I brand del lusso hanno paura del Programmatic?
Rientrano in quella categoria di inserzionisti ancora affezionata ai media tradizionali e particolarmente diffidente nei confronti dell’acquisto automatizzato di media. La riluttanza scaturisce dal desiderio di mantenere il controllo sul marchio
Non tutti i settori merceologici si sono approcciati nello stesso modo al digitale. Negli ultimi anni sono emerse, infatti, molte divergenze d’opinione nei confronti del marketing tecnologico e, in particolare, del Programmatic, uno strumento che ha alternamente attratto entusiasmi e scetticismi da parte dei marketer. Le aziende del lusso rientrano in quella categoria di inserzionisti ancora affezionata ai media tradizionali e particolarmente diffidente nei confronti dell’acquisto automatizzato di media. La riluttanza scaturisce dal forte desiderio di mantenere il controllo sul marchio.

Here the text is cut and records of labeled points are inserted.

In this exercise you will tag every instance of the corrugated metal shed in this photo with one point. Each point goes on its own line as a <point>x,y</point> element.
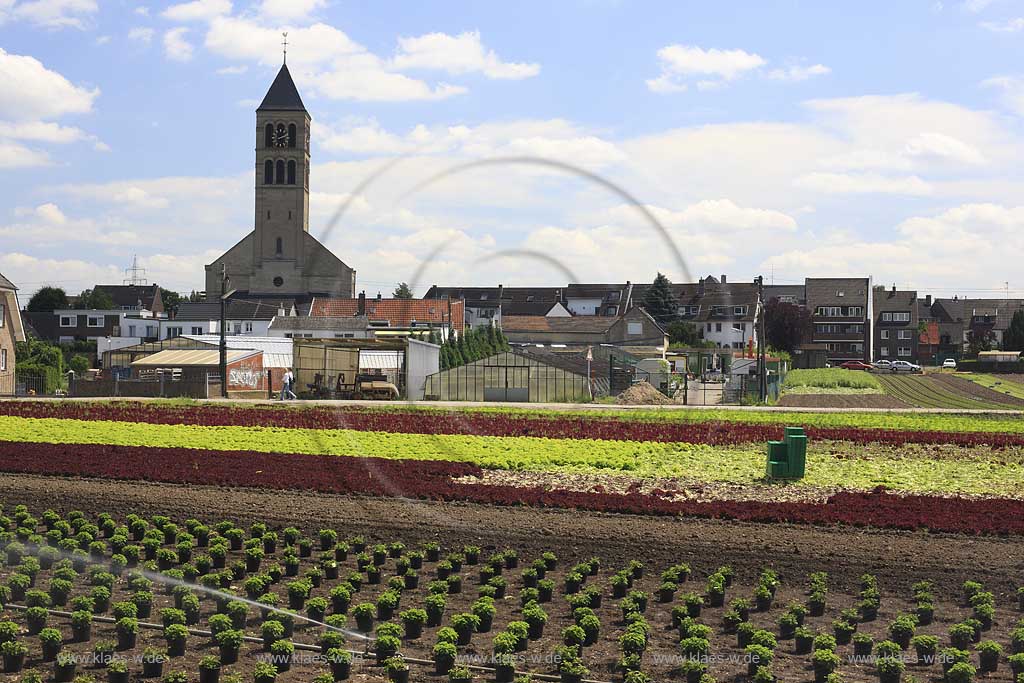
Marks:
<point>172,358</point>
<point>276,350</point>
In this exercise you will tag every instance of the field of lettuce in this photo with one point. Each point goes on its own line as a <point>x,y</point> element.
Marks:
<point>940,472</point>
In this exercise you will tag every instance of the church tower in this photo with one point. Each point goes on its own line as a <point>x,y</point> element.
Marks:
<point>282,185</point>
<point>280,259</point>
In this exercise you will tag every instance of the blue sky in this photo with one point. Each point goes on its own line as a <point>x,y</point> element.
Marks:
<point>784,138</point>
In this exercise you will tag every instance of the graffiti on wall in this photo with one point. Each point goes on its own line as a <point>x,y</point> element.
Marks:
<point>245,376</point>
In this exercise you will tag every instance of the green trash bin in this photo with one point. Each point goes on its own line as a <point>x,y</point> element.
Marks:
<point>797,446</point>
<point>778,461</point>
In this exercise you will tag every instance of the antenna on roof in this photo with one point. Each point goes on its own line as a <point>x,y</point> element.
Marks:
<point>134,274</point>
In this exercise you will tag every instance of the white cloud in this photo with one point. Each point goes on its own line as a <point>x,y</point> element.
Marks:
<point>141,35</point>
<point>175,45</point>
<point>464,53</point>
<point>289,10</point>
<point>682,61</point>
<point>55,13</point>
<point>1010,26</point>
<point>197,10</point>
<point>799,73</point>
<point>31,91</point>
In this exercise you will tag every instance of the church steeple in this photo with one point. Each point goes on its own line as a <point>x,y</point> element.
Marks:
<point>283,95</point>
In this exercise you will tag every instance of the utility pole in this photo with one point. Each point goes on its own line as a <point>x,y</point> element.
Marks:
<point>762,360</point>
<point>224,295</point>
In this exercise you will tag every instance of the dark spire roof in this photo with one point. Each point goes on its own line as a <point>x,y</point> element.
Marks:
<point>283,95</point>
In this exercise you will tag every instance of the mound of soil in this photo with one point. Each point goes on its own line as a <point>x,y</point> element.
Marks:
<point>840,400</point>
<point>642,393</point>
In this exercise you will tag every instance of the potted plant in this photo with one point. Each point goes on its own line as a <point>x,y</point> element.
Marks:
<point>264,673</point>
<point>988,654</point>
<point>117,672</point>
<point>176,635</point>
<point>64,668</point>
<point>460,674</point>
<point>396,669</point>
<point>13,652</point>
<point>444,655</point>
<point>281,653</point>
<point>127,631</point>
<point>271,631</point>
<point>340,663</point>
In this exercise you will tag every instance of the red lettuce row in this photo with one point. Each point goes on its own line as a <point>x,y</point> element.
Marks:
<point>493,424</point>
<point>436,480</point>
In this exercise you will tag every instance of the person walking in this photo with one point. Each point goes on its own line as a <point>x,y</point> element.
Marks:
<point>286,385</point>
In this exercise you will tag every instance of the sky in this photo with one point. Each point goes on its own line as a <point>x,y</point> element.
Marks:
<point>790,139</point>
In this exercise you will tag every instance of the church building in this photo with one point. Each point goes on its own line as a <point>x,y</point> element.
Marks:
<point>280,259</point>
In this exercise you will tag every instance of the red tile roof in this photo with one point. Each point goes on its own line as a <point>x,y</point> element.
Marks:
<point>398,312</point>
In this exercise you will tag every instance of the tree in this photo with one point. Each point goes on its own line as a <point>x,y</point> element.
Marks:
<point>980,339</point>
<point>659,302</point>
<point>95,300</point>
<point>786,325</point>
<point>171,301</point>
<point>1013,338</point>
<point>683,334</point>
<point>47,299</point>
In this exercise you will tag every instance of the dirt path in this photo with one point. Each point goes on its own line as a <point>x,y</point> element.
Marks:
<point>898,557</point>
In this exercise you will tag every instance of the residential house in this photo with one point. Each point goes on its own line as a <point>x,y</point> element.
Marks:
<point>841,316</point>
<point>11,331</point>
<point>635,328</point>
<point>896,324</point>
<point>396,317</point>
<point>322,327</point>
<point>485,305</point>
<point>586,299</point>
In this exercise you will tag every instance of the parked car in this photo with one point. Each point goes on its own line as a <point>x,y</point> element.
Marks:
<point>903,367</point>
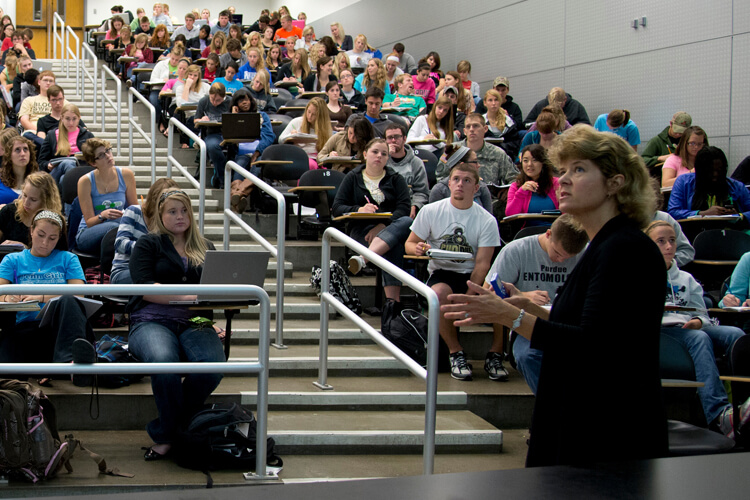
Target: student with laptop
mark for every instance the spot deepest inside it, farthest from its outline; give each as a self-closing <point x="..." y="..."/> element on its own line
<point x="173" y="253"/>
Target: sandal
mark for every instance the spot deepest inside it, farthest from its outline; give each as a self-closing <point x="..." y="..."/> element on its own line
<point x="151" y="455"/>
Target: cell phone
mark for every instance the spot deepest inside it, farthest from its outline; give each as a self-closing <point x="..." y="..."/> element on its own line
<point x="498" y="286"/>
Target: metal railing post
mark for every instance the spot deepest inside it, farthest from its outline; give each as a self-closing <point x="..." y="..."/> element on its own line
<point x="278" y="251"/>
<point x="433" y="318"/>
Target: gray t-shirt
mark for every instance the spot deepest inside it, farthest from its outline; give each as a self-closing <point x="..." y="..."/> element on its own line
<point x="526" y="265"/>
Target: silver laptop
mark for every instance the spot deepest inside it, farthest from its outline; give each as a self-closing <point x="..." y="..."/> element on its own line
<point x="230" y="268"/>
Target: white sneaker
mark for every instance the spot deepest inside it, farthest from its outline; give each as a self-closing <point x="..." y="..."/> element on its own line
<point x="356" y="264"/>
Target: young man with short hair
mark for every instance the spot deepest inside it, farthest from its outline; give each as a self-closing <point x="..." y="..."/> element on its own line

Mentre alcuni operatori di alto profilo continuino a trascurare i canali digitali, persino i social network, The Drum rivela che è in corso, benché lenta, un’inversione di tendenza. Una ricerca pubblicata da ZenithOptimedia ha registrato che i produttori di articoli di lusso, nonostante un netto svantaggio rispetto al mercato pubblicitario nel complesso, stanno cominciando ad investire sempre più risorse nel digitale, a discapito dei mezzi offline. Un’evidenza confermata anche da Publicis Groupe, che stima che il digitale rappresenterà per il settore lusso il medium principale nel 2017, superando stampa e tv con una quota del 32,1% sulla spesa complessiva effettuata dalle aziende dell’industria. Emerge, dunque, la necessità di tali marchi di controllare l’ambiente in cui sono esposti al pubblico; lo studio ha osservato che le riviste patinate, come ad esempio quelle di moda, costituiscono un canale adatto poiché garantiscono “esperienze di lettura di qualità elevata, coinvolgenti e rilassate; un ambiente particolarmente consono per queste aziende che cercano di mostrare i valori del proprio brand”. Effettivamente, non sono mancati per i marketer gli episodi spiacevoli: alcuni annunci sono comparsi in contesti di imbarazzo o addirittura su siti sconvenienti, se non deleteri, per l’identità aziendale.